Flint Hills Climate



Climate is defined as the long-term trend of weather in an area.  The climate of the Flint Hills is described as being “continental” because of its central location on the North American continent. 

The continental location of the Flint Hills directly influences the overall climate of the region as well as the daily weather trends.  Because the Flint Hills are far away from any large body of water, i.e. “landlocked”, the area exhibits huge fluctuations in weather on a yearly, daily, and sometimes hourly basis.

Large bodies of water, like oceans and large lakes, have an ability to absorb surface heat when it’s hot (summer) and release bound heat into the atmosphere when it’s cold (winter).  As a result, areas of the country that border large bodies of water have a tendency to have milder weather.  For example, does Seattle ever have the country’s daily highest or lowest temperature? Areas of the country that are far away from lakes and oceans do not have the buffering effect of water and therefore experience large fluctuations in temperatures and precipitation. 

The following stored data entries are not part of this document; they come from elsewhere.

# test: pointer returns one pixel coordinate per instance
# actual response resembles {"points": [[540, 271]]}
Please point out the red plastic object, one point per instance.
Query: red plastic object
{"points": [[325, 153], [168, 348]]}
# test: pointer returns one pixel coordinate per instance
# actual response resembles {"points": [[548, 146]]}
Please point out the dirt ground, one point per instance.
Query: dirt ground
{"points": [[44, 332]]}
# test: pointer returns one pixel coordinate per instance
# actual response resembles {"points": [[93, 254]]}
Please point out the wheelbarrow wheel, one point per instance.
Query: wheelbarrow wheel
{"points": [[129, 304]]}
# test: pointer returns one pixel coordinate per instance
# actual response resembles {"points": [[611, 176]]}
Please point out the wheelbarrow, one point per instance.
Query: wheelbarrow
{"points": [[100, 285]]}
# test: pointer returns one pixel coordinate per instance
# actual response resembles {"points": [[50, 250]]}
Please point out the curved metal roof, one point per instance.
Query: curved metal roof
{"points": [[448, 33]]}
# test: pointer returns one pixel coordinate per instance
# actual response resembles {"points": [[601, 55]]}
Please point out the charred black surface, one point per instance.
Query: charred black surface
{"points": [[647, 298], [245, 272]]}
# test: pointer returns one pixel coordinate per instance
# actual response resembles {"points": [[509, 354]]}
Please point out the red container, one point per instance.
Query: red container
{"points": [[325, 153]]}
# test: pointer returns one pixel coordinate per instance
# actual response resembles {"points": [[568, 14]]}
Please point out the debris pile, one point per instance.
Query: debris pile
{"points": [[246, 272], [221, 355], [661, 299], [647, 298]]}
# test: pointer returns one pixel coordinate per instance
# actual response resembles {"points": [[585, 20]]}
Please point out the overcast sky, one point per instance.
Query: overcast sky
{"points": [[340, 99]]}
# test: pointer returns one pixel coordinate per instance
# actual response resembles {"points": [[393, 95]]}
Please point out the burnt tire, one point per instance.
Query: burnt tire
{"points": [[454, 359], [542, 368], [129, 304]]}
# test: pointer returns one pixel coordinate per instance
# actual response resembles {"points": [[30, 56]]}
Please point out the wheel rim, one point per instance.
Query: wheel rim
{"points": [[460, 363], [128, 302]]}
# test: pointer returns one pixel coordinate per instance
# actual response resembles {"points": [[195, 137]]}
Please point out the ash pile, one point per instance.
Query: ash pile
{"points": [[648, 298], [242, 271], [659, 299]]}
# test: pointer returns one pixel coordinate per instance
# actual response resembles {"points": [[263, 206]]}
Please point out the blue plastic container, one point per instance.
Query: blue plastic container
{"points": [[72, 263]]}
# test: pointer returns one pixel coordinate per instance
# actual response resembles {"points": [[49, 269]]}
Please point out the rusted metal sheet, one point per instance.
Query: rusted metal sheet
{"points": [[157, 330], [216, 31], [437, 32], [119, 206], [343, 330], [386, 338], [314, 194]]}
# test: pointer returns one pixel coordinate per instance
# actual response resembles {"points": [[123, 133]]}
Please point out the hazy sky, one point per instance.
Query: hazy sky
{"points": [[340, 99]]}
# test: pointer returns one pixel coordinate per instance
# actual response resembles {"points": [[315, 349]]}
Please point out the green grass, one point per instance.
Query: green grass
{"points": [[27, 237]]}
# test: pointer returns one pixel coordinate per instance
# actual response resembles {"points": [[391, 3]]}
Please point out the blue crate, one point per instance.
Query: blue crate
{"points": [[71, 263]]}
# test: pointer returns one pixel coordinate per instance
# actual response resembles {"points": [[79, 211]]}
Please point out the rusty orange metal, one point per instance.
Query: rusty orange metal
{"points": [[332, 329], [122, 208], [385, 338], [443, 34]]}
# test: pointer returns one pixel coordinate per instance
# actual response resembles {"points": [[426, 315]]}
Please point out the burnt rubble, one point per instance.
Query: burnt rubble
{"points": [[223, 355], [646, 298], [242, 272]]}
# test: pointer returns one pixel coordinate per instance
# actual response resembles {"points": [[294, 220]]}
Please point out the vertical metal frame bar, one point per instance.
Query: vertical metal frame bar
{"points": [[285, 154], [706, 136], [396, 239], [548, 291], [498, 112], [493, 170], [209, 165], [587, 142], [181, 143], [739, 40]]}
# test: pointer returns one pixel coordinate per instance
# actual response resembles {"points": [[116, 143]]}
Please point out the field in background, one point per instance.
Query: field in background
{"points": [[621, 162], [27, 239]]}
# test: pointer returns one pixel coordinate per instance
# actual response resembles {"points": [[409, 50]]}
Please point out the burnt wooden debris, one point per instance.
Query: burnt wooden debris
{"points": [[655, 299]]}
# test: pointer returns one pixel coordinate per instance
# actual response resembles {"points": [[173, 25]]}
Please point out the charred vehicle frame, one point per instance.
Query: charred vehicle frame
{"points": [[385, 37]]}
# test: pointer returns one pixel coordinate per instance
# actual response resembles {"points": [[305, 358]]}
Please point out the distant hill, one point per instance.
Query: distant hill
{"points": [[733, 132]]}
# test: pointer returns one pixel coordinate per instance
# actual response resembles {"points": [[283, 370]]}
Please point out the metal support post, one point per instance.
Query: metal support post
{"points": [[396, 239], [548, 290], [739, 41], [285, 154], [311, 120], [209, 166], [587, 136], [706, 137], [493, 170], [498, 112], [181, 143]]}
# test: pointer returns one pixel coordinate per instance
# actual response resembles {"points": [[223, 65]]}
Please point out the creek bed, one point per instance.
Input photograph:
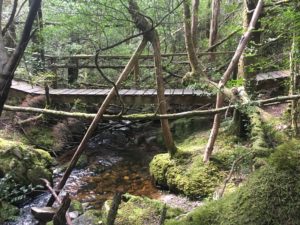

Because the Flint Hills are centrally located, it also dictates the fact that our region is dominated by grasses.  Grasses have the ability to respond to extreme changes in climate; specifically, they can survive drought when necessary but then they may quickly take advantage of rain during seasonal showers.  Their dense, fibrous root systems make them uniquely qualified to rapidly and efficiently absorb rain before it has a chance to sink down past their roots and contribute to groundwater.  This ability to quickly absorb water allows grasses to dominate over rival trees and shrubs with their taproot systems.  Most trees and shrubs die before their roots get deep enough to reach groundwater.  Grasses thrive in the erratic weather found in the centers of each continent.